3 | DISCUSSION
MTT is malignant peripheral nerve sheath tumor (MPNST) with rhabdomyosarcomatous differentiation.4 MPNSTs usually appear in patients with autosomal dominant disease, neurofibromatosis type 1 (NF-1), with sporadic occurrence.5 NF1 gene frameshift mutation was detected in the tumor specimen of the patient, while no evidence of clinical manifestations of NF-1 was found.

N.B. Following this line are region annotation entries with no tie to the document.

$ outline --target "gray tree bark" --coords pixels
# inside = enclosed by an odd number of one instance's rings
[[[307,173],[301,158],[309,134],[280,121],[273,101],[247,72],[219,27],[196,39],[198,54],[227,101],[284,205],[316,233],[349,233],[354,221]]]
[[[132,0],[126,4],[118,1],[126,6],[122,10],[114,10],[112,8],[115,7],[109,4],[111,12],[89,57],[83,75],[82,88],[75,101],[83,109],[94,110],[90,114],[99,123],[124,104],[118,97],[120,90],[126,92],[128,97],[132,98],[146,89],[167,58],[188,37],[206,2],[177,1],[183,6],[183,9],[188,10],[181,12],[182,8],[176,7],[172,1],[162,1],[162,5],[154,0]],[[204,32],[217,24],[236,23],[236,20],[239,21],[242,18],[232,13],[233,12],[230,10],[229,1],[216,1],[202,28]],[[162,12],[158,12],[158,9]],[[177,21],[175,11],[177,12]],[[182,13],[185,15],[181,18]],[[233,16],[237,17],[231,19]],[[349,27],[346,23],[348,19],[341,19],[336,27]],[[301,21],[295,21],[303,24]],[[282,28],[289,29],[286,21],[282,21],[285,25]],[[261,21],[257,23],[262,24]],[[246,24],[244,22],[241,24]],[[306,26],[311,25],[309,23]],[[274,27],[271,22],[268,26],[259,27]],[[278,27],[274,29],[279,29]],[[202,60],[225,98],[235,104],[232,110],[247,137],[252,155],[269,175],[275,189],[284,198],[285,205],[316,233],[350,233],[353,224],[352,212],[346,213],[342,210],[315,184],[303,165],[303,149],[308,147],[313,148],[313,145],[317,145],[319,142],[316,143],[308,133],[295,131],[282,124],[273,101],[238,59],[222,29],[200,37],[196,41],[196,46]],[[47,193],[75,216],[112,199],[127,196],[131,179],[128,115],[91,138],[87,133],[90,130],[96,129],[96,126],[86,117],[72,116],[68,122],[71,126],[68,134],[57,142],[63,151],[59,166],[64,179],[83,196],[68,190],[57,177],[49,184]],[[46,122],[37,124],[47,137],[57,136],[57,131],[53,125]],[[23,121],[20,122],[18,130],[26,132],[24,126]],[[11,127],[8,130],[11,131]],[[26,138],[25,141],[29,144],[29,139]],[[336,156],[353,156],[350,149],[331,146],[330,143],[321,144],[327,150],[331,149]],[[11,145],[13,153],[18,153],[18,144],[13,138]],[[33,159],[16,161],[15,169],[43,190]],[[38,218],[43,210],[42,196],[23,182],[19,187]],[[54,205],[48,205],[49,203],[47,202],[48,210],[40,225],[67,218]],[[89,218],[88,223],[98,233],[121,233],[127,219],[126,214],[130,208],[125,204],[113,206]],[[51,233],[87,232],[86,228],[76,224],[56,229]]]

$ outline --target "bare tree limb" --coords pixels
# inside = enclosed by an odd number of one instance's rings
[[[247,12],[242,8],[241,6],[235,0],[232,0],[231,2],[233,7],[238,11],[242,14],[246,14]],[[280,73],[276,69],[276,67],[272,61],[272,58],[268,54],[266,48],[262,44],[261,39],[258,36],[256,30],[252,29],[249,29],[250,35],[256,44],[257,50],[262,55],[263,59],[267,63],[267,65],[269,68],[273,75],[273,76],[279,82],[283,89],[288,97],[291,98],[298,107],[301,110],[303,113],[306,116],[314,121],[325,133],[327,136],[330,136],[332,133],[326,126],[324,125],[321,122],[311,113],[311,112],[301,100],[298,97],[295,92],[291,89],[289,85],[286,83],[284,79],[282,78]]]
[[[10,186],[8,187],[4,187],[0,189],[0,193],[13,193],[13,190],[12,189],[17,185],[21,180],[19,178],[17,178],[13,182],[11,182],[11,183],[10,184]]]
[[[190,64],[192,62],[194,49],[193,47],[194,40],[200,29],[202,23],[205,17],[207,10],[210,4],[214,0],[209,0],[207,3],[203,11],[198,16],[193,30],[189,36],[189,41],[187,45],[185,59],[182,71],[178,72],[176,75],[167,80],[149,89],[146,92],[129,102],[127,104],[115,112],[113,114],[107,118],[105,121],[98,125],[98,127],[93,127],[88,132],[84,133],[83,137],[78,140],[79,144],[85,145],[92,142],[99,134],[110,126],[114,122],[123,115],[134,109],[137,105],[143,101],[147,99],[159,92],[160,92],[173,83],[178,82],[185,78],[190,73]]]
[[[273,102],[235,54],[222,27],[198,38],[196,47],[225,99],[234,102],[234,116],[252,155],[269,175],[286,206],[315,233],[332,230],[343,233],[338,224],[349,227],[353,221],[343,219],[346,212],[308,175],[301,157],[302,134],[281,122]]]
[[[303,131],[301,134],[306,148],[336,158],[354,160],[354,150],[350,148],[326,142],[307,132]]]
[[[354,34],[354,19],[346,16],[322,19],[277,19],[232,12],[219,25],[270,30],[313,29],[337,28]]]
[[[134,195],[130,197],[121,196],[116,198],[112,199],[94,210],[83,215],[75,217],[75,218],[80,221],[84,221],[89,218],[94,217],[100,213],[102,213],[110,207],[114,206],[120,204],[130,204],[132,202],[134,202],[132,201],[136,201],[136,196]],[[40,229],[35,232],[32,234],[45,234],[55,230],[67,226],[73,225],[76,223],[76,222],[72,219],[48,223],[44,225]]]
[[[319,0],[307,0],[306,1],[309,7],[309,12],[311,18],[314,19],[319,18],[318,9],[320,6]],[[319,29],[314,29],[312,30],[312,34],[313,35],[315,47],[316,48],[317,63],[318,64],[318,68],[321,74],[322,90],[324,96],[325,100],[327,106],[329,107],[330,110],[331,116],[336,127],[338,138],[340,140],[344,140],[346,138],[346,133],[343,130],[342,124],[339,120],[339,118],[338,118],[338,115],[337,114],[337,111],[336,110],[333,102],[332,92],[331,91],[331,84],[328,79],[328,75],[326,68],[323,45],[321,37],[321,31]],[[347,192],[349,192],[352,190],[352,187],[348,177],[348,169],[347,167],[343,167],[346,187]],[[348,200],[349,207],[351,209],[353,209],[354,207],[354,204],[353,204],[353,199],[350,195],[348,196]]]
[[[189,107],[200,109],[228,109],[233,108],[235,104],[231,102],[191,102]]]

The occurrence of MTT is related to missense mutation and loss of heterozygosity of NF1 gene. As a tumor suppressor gene, NF1 gene is located on the long arm of chromosome 17 (17q11.2) and encodes class I neurofibroma protein.6Mutations in NF1 gene can cause abnormal activation of RAS signaling pathways and activate the PI3K/AKT/mTOR signaling pathways. It is suggested that tumors with NF1 mutations are sensitive to inhibitors targeting mTOR and MEK. The protein encoded by NF1 gene of the tumor sample from the patient displayed a frameshift mutation at the 1488th amino acid, with a gene mutation frequency of 90.2%. The NF1-p.Thr1488LysfsTer5 mutation carried by the tumor sample of the patient was a frameshift mutation, which had not been included in Catalogue of Somatic Mutations in Cancer (COSMIC). Frameshift mutations can lead to premature stop codons to encode truncated protein products, which may affect the protein functions.
Neurofibromatosis is associated with an increased risk of many individual cancers, including breast cancer7. FANCD2 gene is breast cancer susceptibility and FANCD2 is a potential risk factor of breast cancer.8Once FANCD2 gene was ubiquitinated, it participates in the transduction and regulation of various biological processes such as DNA damage repair, cell cycle regulation, gene transcription, etc. via the FA/BRCA pathway.9 FANCD2 gene mutation leading to defects in DNA damage repair may be one of the causes of MTT occurrence and recurrence. The 1178th amino acid of FANCD2 gene-encoded protein in the patient changed from serine to cysteine, with a gene mutation frequency of 24.7%. The FANCD2-p.Ser1178Cys mutation carried by the tumor sample of the patient was a missense mutation, which had not been included in COSMIC, and its impact on protein functions is still unknown.
This is the first case reporting the coexistence of FANCD2 and NF1 mutations in MTT, while the relationship between the genetic testing results of MTT and its clinical manifestations is still unclear, which requires further research. It is worth noting that radical surgical resection of MTT, whether combined with chemotherapy and radiotherapy, results in a significantly better prognosis than subtotal resection.10-11 Therefore, as the initial operation, the complete resection has crucial influences on the prognosis and recurrence of MTT, which deserves special attention by clinicians.